Omdat klager de telefoon gebruikt als werktelefoon handelt hij niet als consument. De commissie kan de klacht daarom niet behandelen.

  • Home >>
  • Elektro >>
De Geschillencommissie




Commissie: Elektro    Categorie: Ontvankelijkheid    Jaartal: 2019
Soort uitspraak: -   Uitkomst: -   Referentiecode: 119382

De uitspraak:

Onderwerp van het geschil

Het geschil vloeit voort uit een op of omstreeks 2 juni 2018 tussen partijen tot stand gekomen overeenkomst waarbij de ondernemer zich heeft verbonden om met bijlevering van materialen reparatiewerk te verrichten aan de [merknaam] (hierna: mobiele telefoon) en de klager zich heeft verplicht om daarvoor een prijs in geld te betalen van € 219,–. De aflevering van de mobiele telefoon na reparatie heeft plaatsgevonden op of omstreeks 15 juni 2018.

De klager heeft de klacht op of omstreeks 2 augustus 2018 voorgelegd aan de ondernemer.

Standpunt van de klager

Het standpunt van de klager luidt in hoofdzaak als volgt.

Het scherm van de mobiele telefoon was gebroken en gebarsten en moest dringend gerepareerd worden.
Bij de afgifte voor reparatie bood de ondernemer de keus of een origineel scherm of kopie zou moeten worden geplaatst, waarna de klager voor een originele heeft gekozen en betaald.
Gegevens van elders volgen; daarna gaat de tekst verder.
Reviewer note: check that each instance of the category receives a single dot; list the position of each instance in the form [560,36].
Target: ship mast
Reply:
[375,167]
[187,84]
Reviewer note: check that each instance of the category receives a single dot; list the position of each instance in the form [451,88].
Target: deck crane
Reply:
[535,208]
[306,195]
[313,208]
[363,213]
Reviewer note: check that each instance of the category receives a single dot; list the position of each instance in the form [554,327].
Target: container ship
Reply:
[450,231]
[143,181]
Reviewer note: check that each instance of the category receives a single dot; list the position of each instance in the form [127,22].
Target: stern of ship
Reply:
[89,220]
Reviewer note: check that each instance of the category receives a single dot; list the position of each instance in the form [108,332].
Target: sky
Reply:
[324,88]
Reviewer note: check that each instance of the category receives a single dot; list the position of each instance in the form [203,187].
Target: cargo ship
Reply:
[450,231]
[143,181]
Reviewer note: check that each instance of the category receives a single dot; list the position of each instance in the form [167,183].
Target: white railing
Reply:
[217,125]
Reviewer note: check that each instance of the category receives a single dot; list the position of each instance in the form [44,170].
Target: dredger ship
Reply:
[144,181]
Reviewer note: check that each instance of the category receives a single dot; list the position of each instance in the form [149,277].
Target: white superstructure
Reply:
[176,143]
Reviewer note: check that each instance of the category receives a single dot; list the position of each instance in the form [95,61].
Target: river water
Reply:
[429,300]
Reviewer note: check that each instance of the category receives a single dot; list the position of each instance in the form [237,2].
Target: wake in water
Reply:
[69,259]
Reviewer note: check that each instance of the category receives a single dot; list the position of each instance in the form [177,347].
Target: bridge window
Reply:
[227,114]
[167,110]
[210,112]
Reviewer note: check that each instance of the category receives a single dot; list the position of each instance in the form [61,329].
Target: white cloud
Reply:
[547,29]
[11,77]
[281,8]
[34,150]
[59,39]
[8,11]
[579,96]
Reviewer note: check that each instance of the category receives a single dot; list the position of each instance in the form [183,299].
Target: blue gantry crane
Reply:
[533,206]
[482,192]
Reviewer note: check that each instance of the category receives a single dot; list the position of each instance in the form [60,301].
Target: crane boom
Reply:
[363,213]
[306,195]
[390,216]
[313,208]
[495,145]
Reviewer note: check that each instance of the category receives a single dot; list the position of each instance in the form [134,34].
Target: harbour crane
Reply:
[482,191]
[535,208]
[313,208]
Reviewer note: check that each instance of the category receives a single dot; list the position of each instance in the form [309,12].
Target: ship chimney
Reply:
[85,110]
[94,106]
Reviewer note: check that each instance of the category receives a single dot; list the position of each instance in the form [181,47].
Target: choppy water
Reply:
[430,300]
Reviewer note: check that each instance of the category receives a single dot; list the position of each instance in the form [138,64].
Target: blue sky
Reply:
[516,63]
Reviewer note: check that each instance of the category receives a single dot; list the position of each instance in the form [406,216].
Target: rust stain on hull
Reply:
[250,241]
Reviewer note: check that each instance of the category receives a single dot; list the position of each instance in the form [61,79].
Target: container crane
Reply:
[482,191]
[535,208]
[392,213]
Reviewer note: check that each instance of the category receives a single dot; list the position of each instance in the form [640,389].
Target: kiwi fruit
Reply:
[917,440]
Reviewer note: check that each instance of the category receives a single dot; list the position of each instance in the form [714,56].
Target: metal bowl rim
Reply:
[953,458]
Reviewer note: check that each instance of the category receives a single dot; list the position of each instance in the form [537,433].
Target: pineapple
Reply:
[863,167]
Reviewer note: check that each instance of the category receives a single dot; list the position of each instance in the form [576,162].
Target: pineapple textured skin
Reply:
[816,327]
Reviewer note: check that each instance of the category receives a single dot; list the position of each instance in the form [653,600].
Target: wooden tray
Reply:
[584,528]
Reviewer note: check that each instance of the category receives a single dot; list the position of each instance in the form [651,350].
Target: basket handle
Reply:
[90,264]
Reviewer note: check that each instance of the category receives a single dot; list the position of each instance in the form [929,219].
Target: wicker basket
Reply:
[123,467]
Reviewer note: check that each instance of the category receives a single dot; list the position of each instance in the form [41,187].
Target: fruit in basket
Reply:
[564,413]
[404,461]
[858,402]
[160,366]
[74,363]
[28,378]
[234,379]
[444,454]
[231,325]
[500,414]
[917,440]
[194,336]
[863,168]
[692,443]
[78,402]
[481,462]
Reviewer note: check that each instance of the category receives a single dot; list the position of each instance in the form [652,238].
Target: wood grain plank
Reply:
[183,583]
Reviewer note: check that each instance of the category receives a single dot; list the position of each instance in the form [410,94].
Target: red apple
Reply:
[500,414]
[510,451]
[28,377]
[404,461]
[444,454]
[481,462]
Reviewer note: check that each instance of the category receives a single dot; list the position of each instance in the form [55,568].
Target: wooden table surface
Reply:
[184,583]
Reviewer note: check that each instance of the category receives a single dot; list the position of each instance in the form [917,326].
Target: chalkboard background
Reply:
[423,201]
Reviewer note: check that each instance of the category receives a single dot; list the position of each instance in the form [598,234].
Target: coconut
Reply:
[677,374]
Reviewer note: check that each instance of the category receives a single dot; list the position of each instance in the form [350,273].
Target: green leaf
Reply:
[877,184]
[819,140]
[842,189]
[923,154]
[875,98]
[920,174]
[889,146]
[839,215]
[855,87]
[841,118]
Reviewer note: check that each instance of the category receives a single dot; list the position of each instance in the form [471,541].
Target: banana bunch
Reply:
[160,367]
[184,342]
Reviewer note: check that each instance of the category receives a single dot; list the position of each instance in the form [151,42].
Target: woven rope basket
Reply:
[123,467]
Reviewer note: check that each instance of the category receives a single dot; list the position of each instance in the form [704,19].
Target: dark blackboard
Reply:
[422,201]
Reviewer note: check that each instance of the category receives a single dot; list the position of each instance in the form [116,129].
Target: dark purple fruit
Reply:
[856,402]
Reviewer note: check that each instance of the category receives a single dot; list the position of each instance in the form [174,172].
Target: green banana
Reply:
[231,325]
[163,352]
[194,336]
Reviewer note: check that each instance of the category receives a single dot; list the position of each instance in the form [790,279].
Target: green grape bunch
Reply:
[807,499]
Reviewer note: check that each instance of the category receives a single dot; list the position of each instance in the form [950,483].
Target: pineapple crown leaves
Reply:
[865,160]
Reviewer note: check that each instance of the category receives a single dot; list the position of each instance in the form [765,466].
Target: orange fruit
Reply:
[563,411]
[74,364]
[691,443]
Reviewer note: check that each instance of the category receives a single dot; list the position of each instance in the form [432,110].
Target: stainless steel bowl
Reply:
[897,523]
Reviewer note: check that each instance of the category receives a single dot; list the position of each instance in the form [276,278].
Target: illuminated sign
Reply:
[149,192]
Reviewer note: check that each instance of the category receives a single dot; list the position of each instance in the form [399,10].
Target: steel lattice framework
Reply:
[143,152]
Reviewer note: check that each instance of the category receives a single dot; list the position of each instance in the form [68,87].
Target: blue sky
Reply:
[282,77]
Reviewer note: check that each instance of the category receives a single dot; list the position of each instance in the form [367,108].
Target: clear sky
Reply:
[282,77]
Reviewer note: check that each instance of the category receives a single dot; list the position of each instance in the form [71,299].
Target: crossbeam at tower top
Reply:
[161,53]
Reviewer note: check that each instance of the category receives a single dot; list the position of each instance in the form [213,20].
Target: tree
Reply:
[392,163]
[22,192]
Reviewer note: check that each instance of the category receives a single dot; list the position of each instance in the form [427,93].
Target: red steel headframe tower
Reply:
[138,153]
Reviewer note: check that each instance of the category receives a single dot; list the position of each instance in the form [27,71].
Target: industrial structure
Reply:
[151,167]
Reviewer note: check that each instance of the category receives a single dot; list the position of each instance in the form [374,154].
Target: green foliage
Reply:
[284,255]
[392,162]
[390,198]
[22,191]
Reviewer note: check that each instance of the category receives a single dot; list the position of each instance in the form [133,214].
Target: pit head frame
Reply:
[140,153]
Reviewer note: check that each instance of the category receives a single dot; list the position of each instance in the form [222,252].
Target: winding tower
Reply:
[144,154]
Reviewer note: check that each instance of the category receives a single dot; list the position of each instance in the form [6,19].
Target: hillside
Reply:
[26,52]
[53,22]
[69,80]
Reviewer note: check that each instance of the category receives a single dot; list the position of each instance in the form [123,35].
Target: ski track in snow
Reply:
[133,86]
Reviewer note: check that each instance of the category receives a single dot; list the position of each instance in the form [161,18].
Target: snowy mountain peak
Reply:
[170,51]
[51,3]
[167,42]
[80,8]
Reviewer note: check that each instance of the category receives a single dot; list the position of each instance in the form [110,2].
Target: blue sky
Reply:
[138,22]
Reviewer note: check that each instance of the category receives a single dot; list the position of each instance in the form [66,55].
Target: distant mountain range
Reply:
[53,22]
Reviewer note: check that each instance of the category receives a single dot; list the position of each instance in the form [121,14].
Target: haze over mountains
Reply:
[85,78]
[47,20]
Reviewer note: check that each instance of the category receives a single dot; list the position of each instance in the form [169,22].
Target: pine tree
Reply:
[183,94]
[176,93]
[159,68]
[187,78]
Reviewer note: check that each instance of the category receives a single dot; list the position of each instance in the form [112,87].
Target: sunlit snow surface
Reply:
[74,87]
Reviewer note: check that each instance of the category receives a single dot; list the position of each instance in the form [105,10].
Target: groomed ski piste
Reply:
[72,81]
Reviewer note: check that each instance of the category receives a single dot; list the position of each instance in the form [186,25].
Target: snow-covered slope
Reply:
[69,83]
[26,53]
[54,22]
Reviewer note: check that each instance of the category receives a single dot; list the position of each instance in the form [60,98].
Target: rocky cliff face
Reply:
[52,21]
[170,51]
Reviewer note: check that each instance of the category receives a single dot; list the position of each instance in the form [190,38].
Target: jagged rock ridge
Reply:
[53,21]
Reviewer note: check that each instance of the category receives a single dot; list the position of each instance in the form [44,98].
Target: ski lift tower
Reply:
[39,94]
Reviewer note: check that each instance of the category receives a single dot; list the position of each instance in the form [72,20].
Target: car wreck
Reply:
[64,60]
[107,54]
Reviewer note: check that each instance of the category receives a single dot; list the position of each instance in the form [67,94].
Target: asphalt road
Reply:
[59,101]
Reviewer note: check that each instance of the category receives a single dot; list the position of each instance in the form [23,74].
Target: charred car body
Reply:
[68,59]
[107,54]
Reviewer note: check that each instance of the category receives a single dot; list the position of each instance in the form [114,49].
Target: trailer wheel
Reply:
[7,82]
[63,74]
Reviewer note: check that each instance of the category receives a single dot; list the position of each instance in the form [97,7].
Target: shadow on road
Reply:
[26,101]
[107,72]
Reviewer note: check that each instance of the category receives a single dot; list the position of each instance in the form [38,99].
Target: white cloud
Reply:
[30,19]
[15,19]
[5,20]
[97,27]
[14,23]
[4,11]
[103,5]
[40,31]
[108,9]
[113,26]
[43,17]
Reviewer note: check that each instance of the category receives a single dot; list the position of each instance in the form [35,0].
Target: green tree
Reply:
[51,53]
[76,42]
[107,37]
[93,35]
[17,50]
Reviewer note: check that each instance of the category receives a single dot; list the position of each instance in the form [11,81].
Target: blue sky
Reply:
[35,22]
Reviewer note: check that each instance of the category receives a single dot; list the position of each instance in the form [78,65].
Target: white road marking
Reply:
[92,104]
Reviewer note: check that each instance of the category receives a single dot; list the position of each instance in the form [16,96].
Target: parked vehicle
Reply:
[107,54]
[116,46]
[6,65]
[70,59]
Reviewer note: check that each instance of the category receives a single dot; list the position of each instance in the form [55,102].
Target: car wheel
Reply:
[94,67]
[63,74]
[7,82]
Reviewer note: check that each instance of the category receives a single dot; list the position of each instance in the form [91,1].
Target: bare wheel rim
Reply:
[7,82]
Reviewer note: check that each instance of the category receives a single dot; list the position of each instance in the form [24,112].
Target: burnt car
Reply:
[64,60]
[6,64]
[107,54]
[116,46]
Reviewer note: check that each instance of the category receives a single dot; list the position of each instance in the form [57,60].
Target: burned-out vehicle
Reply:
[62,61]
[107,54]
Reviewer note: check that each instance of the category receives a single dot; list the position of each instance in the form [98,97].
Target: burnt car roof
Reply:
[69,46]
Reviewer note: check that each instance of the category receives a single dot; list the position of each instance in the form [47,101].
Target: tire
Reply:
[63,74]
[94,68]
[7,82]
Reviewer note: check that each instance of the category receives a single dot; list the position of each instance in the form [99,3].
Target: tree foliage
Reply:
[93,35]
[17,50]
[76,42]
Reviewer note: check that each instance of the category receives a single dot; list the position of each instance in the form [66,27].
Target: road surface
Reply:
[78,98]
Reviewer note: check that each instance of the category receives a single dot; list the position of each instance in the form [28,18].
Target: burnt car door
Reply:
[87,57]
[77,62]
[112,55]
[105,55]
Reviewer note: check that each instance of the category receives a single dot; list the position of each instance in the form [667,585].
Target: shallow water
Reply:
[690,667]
De ondernemer heeft de mobiele telefoon niet alleen gebrekkig geanalyseerd en de interne waterschade niet gecontroleerd of vastgesteld, maar ook gebrekkig gerepareerd. Nadien kreeg de waterdichte mobiele telefoon tijdens een regenachtige vakantie in Polen te veel vocht binnen en functioneerde het uiteindelijk niet meer. Omdat de ondernemer na onderzoek had laten weten:
“De vochtschade aan uw toestel is dusdanig dat herstel niet mogelijk is helaas”
ging de klager naar een ander telefoonreparatiebedrijf (hierna: [bedrijf]). [bedrijf] heeft niet alleen bevestigd dat de mobiele telefoon door de ondernemer gebrekkig geanalyseerd en gerepareerd is, maar ook vastgesteld dat niet alleen het scherm een (Aziatische) kopie was. [bedrijf] stelde ook vast dat een plakstrip mist die nodig is om de mobiele telefoon waterdicht te houden. De nalatigheid van de ondernemer blijkt uit foto’s van vóór en na de door [bedrijf] inmiddels uitgevoerde reparatie.

De klager verlangt terugbetaling van de betaalde € 219,–, vergoeding van € 150,– wegens aan [bedrijf] betaalde reparatiekosten en vergoeding van aan de commissie betaald klachtengeld.

Standpunt van de ondernemer

Het standpunt van de ondernemer luidt in hoofdzaak als volgt.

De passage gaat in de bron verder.